Bütün bölüm gözümü almasına rağmen kendisine çok yakıştırdığım kravatıyla Celil, gidip mantık evliliği yapmadan önce rüyalarında Güzide ile Barbara Cartland romanı tadında şeyler yaşadı. Zaten Güzide’nin eli de Celile’nin kapısına gitmeye başladı valla. Kurtuluş Savaşı’nın aksiyonundan sıkılmıştık, bize böyle hareketlenmeler lazımdı. Devamını bekleriz. Kurtuluş Savaşı demişken her devrin adamı Rıza’ya atılan tekmeden çok hoşlandığımı söylemeliyim. Kurt Seyit de aldı dükkanı oh! Ya Billy sen öyle çapsız insanlarla kankalık yaparsan sonun böyle olur. Haydi Barones ile ortaklığınızı anlıyordum, Petito da bir nebze mantıklıydı(Billy’nin Petito ile kankalığı tamamen hiçbir kötülük yapma fırsatını kaçırmamak içindi) ama Rıza ne ya, Rıza? Neyse Kurt Seyit de Petro’nun kafasını öyle sıkı tutuyor ki her gördüğünde, Mountain’in Prens Oberyn’nin kafasını parçaladığı gibi parçalayacak sandım ama yapmadı. Zaten yakışmaz petekbal’a. Kurt Seyit’e en çok yakışan şey içkicilik. Nasıl güzel olmuş anlatamam. Keşke bir de iyice kafası güzel görsek. Viskileri dikip dikip masalara meze olduğunu düşünsenize? Biraz rahatlamaya ihtiyacı olduğunu da Alya, Yusuf’un evine girerken "Haydi gittiğini göreyim, sen git," falan diyerek OKB olduğundan anladım. Çok zordur haberin olsun Kurt Seyit. Bir kere başladın mı hep yaparsın. İçkiden daha kötüdür valla OKB, azıcık tut kendini.
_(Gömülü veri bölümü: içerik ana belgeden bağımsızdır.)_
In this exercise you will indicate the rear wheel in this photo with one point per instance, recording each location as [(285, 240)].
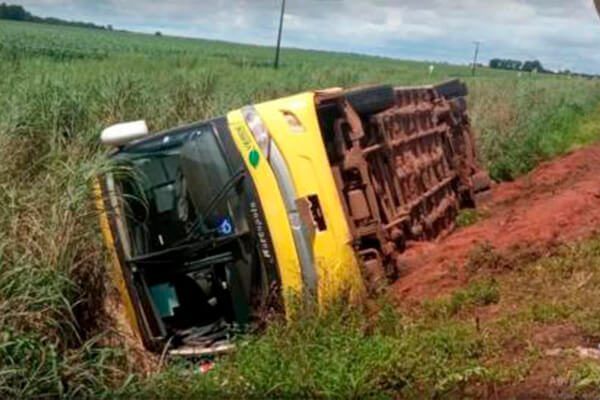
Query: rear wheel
[(372, 100)]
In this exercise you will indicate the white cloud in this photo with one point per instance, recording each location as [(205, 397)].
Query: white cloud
[(560, 33)]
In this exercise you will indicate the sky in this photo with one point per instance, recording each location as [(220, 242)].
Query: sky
[(562, 34)]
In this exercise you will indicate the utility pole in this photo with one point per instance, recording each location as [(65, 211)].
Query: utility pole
[(279, 35), (474, 68)]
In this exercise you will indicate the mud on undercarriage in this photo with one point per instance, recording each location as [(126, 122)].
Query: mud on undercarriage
[(405, 162)]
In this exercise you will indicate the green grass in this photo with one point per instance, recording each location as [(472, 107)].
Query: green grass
[(60, 86)]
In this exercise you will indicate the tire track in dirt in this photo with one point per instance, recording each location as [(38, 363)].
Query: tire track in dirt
[(556, 203)]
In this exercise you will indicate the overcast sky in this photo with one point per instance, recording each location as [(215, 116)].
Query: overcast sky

Kurt Seyit, Şura’ya git dedi de, Şura gidecek mi bilmiyorum. Bu sezonu karlarla açtık, ikinci sezonu da yağmurlarla İngiltere’de açar mıyız belli olmaz. Yazar, Kurt Seyit ile Şura’nın aşkını öyle hayran hayran dinlemese de böyle bilgiler verse iyi olur. Hem ne o öyle insan kendi büyükbabasının, büyükannesine değil de başka bir kadına aşık olmasını öyle dinler mi? Ama belki de Şura’yı bulup öldürmeyi planlıyordur belli olmaz.